Les recherches sur l'effet de serre et son intensification ont mobilisé des milliers de chercheurs dans le monde entier depuis plusieurs années. Les progrès accomplis dans la connaissance de ce phénomène ont été importants .

Néanmoins, la démarche la plus courante consiste, après avoir admis le rôle non négligeable des émissions anthropiques dans l'intensification de l'effet de serre, à souhaiter que des scientifiques puissent mettre au point des modèles numériques de modélisation du climat afin de conforter ou d'infirmer les hypothèses émises, pour prévoir le climat des années à venir et pour apporter des réponses certaines à toutes les questions.
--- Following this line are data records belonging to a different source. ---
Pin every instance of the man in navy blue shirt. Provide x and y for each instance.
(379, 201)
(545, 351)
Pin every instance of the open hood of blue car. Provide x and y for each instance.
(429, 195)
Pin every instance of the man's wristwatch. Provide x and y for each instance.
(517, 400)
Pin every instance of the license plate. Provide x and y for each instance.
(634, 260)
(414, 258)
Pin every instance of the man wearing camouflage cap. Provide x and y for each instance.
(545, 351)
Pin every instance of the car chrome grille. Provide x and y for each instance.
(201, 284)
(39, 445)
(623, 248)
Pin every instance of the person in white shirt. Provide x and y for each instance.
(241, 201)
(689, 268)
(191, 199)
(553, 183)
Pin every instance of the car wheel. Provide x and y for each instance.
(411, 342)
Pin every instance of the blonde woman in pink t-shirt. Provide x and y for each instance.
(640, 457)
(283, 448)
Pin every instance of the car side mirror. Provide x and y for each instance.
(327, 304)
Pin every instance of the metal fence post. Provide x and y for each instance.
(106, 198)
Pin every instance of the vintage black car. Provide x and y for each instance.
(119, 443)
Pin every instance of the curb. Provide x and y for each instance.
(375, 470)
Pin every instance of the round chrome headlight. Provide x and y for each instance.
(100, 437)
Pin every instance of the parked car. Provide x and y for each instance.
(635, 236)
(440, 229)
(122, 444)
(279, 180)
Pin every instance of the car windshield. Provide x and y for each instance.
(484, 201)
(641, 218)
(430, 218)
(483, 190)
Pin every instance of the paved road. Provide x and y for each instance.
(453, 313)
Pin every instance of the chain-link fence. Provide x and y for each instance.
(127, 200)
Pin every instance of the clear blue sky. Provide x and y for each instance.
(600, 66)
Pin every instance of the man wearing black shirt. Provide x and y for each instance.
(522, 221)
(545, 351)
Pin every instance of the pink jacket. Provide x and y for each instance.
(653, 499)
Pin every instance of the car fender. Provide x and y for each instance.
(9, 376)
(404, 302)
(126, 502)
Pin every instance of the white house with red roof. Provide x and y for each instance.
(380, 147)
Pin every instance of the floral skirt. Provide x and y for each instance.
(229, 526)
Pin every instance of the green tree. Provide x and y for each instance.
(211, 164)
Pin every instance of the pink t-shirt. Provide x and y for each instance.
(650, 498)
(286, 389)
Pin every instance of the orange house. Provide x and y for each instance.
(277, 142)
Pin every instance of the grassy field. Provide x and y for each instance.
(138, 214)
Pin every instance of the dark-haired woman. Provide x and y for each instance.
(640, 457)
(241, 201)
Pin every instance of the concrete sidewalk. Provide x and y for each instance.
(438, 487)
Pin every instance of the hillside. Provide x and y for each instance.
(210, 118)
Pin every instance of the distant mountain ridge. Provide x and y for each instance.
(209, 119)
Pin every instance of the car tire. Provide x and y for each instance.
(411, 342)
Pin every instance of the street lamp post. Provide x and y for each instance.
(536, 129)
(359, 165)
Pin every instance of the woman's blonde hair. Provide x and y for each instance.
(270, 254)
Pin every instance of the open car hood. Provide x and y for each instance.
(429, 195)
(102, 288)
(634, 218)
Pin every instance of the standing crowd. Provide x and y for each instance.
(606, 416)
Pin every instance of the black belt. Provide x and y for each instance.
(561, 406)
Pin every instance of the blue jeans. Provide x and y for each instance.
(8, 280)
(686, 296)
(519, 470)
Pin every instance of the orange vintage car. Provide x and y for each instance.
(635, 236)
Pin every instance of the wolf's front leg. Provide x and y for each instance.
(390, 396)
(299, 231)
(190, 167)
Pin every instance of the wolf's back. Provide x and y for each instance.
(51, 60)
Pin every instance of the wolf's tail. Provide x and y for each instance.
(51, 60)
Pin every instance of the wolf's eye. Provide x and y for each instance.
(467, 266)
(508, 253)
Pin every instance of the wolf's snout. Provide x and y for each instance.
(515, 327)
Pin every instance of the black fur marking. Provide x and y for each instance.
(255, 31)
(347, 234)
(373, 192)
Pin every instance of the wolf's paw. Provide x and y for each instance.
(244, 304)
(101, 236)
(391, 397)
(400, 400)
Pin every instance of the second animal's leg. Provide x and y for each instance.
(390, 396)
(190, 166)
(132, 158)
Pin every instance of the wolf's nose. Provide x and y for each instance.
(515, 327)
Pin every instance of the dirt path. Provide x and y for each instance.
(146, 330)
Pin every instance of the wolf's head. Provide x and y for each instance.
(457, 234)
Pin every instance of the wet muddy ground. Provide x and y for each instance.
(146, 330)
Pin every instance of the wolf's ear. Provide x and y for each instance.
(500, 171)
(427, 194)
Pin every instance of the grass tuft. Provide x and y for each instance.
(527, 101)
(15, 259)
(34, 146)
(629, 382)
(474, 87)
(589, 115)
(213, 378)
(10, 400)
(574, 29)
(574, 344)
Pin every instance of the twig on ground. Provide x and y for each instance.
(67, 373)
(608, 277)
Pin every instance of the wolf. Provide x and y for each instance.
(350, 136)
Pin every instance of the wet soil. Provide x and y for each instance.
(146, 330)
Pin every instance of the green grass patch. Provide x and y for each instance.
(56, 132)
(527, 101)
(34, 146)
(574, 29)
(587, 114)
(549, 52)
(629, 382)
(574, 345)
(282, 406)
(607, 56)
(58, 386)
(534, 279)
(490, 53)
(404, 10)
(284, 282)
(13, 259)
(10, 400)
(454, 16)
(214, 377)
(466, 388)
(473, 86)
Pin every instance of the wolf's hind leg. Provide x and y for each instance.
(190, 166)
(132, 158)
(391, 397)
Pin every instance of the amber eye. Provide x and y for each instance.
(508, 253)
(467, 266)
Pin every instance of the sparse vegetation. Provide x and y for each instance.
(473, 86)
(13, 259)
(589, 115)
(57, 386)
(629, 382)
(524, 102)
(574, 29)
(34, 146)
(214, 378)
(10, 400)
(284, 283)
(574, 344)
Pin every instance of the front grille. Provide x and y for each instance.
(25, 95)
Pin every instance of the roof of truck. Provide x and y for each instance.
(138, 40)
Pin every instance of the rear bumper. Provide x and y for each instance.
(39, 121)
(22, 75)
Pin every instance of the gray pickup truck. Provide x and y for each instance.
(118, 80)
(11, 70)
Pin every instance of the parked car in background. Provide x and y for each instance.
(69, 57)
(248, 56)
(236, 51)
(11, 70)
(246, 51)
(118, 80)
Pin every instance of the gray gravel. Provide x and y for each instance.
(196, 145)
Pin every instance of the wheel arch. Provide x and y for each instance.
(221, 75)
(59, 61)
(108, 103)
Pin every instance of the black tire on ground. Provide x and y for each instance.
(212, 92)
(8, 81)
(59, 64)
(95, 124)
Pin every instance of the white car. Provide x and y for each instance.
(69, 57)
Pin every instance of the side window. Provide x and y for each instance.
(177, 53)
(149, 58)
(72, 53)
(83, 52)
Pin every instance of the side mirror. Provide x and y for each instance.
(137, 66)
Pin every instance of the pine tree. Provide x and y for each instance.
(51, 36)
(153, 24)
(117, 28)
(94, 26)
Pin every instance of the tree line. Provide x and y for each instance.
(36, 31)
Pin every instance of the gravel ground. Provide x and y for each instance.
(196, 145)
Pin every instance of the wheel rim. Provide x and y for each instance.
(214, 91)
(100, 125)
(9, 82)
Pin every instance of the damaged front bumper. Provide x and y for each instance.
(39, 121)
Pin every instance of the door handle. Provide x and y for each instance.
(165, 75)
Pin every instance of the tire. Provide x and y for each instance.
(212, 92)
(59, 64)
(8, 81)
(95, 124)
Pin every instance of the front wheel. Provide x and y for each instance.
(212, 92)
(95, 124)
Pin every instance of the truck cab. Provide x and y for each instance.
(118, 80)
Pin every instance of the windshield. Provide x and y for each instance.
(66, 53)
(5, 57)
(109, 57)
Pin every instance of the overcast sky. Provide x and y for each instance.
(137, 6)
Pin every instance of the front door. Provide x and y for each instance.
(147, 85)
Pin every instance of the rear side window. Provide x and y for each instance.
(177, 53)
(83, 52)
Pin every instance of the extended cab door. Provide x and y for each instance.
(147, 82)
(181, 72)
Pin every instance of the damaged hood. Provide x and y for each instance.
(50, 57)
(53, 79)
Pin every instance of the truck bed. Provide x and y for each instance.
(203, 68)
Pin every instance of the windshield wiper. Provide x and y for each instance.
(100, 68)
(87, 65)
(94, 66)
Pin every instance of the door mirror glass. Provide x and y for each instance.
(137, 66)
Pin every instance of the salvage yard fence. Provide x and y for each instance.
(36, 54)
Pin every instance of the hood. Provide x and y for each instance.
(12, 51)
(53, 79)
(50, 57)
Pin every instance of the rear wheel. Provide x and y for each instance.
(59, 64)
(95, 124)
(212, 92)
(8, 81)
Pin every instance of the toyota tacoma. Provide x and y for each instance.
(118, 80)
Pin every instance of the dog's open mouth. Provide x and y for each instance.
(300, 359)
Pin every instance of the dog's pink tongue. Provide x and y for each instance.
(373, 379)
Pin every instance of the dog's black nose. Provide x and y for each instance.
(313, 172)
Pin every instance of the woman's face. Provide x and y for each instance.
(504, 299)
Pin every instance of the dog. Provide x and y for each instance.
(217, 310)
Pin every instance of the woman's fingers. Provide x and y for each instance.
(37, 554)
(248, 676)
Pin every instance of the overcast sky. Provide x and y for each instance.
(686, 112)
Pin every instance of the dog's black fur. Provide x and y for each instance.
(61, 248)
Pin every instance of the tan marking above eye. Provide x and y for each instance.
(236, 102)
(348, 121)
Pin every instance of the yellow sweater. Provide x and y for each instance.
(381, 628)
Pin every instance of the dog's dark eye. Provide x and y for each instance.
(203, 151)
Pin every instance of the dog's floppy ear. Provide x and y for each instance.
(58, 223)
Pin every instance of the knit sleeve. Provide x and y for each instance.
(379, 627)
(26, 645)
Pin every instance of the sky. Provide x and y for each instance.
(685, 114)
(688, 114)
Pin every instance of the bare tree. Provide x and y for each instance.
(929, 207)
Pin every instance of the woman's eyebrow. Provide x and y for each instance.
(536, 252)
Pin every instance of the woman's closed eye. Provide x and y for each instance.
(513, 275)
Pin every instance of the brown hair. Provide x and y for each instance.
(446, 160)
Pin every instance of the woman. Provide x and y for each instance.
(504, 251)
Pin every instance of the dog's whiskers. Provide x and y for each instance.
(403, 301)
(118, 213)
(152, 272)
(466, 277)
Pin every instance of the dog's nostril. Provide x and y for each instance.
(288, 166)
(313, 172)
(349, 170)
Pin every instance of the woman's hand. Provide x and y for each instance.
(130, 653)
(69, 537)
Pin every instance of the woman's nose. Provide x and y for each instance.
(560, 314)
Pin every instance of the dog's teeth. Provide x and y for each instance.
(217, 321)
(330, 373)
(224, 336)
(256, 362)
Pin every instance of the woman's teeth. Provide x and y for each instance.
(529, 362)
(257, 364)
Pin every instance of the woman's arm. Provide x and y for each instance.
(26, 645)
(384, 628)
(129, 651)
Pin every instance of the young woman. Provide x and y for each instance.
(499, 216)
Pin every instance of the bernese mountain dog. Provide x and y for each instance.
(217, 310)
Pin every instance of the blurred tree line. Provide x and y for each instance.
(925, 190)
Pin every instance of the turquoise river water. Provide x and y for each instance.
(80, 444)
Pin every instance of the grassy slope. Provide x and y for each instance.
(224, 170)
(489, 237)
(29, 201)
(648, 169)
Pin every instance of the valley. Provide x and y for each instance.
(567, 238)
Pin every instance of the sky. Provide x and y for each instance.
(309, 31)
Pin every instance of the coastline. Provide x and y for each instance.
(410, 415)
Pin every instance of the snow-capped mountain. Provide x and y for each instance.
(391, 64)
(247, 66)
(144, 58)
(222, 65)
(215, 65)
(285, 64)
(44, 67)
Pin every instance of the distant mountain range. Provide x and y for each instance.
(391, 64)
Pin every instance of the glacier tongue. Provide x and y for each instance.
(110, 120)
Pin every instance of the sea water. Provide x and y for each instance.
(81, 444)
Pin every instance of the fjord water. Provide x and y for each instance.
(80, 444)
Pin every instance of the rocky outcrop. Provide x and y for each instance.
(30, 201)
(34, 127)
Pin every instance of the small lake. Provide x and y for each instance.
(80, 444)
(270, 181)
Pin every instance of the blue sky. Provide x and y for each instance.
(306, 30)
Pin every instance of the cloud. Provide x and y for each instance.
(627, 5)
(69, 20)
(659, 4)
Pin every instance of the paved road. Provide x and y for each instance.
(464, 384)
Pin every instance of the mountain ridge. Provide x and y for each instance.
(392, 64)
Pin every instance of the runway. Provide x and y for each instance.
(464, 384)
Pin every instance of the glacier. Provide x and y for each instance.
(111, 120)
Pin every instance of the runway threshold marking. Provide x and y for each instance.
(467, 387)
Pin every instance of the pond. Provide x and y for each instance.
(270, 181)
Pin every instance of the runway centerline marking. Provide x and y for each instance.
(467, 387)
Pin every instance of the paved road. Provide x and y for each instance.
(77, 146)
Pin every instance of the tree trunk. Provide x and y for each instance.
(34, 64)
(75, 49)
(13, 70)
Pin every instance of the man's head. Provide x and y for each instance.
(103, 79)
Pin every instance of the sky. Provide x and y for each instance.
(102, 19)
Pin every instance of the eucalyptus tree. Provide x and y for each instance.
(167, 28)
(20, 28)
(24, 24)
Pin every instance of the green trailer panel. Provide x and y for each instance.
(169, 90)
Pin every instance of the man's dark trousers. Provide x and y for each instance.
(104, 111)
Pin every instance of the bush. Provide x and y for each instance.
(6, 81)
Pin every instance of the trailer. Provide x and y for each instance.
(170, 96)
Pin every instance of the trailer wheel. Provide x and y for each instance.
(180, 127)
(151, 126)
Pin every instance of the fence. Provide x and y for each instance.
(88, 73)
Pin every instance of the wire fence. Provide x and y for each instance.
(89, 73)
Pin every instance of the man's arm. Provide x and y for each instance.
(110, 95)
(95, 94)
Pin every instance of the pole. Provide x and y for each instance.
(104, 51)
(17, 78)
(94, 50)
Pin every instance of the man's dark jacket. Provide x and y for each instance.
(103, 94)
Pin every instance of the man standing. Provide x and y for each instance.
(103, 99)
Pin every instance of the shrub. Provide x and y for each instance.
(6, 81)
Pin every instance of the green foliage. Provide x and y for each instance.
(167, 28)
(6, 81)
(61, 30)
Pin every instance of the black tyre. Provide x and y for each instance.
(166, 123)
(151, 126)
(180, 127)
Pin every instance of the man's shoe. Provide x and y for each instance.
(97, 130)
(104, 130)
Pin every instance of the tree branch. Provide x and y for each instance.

Dès que les premiers modèles de simulation du climat ont fourni des hypothèses d'évolution climatique, il a été constaté que lesdites hypothèses globales conduisaient à souhaiter bientôt disposer de modèles et de certitudes pour son pays, sa région, voire sa ville, ou son exploitation agricole . Or, c'est là demander aux modèles plus qu'ils ne peuvent fournir. C'est pourquoi, avant de tirer des conclusions des travaux fondés sur les modèles numériques d'évolution climatique, il est important de rappeler qu'en l'état actuel des connaissances, ces modèles ne font que décrire un climat plus ou moins probable, sans pour autant décrire le climat qui va exister, d'autant que la manière dont les océans et les nuages sont pris en compte recèle encore de grandes lacunes et ne peut donc permettre de conclusion définitive.

Des critiques en ce sens ont été adressées aux modèles climatiques et d'ailleurs, une partie de ces critiques est émise par les climatologues les plus concernés. C'est ainsi que M. Hervé LE TREUT, de l'Institut Pierre-Simon Laplace, a indiqué à votre Rapporteur, lors d'une audition  , que « même si la planète numérique peut ressembler beaucoup à la planète réelle, pour autant les modèles numériques ne sont pas des outils magiques permettant de déduire le futur du présent . »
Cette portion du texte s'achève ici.